A European recession that extended to a record sixth quarter is pushing Russia to become more dependent on domestic demand as weaker growth prospects have been feeding through to industry. Job gains and increasing wages have underpinned consumer spending, which accounts for about half of the economy, benefiting retailers including OAO Magnit (MGNT) and X5 Retail Group (FIVE), the country’s largest grocery chains by revenue.

“The April data might still be on the weaker side,” Vladimir Osakovskiy, chief economist for Russia at Bank of America Corp. in Moscow and the top forecaster on the country’s retail sales and investment, said by phone before the release. Even so, “consumer demand will likely remain resilient, supported by unemployment being very low.”

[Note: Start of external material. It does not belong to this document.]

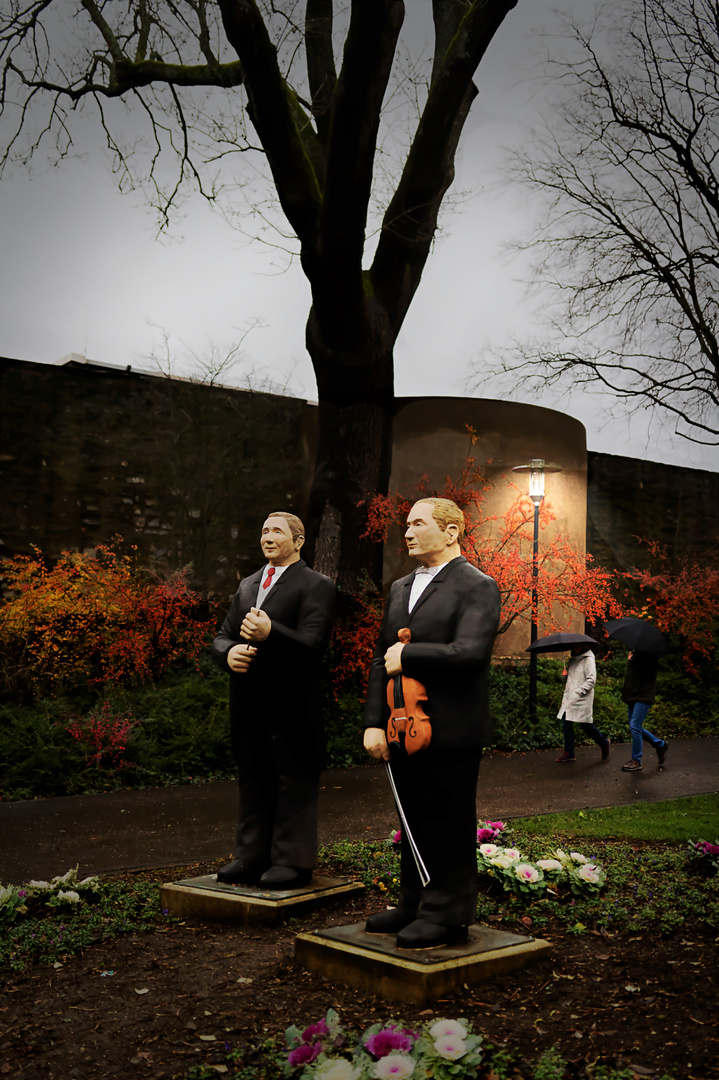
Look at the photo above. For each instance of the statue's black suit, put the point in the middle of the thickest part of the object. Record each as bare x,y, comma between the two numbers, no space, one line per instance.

Russian stocks have suffered this year, lagging behind emerging-market peers. The Micex Index (INDEXCF) of 50 stocks had its worst drop in more than a year yesterday, taking its 2013 slide to 6.4 percent, compared with a 2.7 percent loss for the MSCI Emerging Markets Index.

Economy Slows

Gross domestic product expanded at the weakest pace in the first quarter since the economy began growing again at the start of 2010. Consumer-price growth accelerated to 7.2 percent in April, more than a percentage point above the central bank’s target range. That has kept policy makers from easing their main lending rates.

GDP grew 2.3 percent in March from a year earlier, the Economy Ministry estimated last month. Expansion in the first quarter was 1.6 percent from a year earlier, according to the statistics service, higher than the ministry’s forecast for a 1.1 percent advance.

The consumer and investment data will be major factors in shaping the Economy Ministry’s estimate for April’s GDP growth, according to Clemens Grafe, chief economist for Russia at Goldman Sachs Group Inc. in Moscow.

Fixed-capital investment fell for a second month to 0.7 percent from a year earlier after shrinking 0.8 percent in March. The median estimate of 16 forecasts was for a 2 percent increase.

“All our current problems happen because of the external situation,” Alexei Devyatov, chief economist at UralSib Financial Corp. in Moscow, said by phone before data release. “A recession in Europe is deeper than expected.”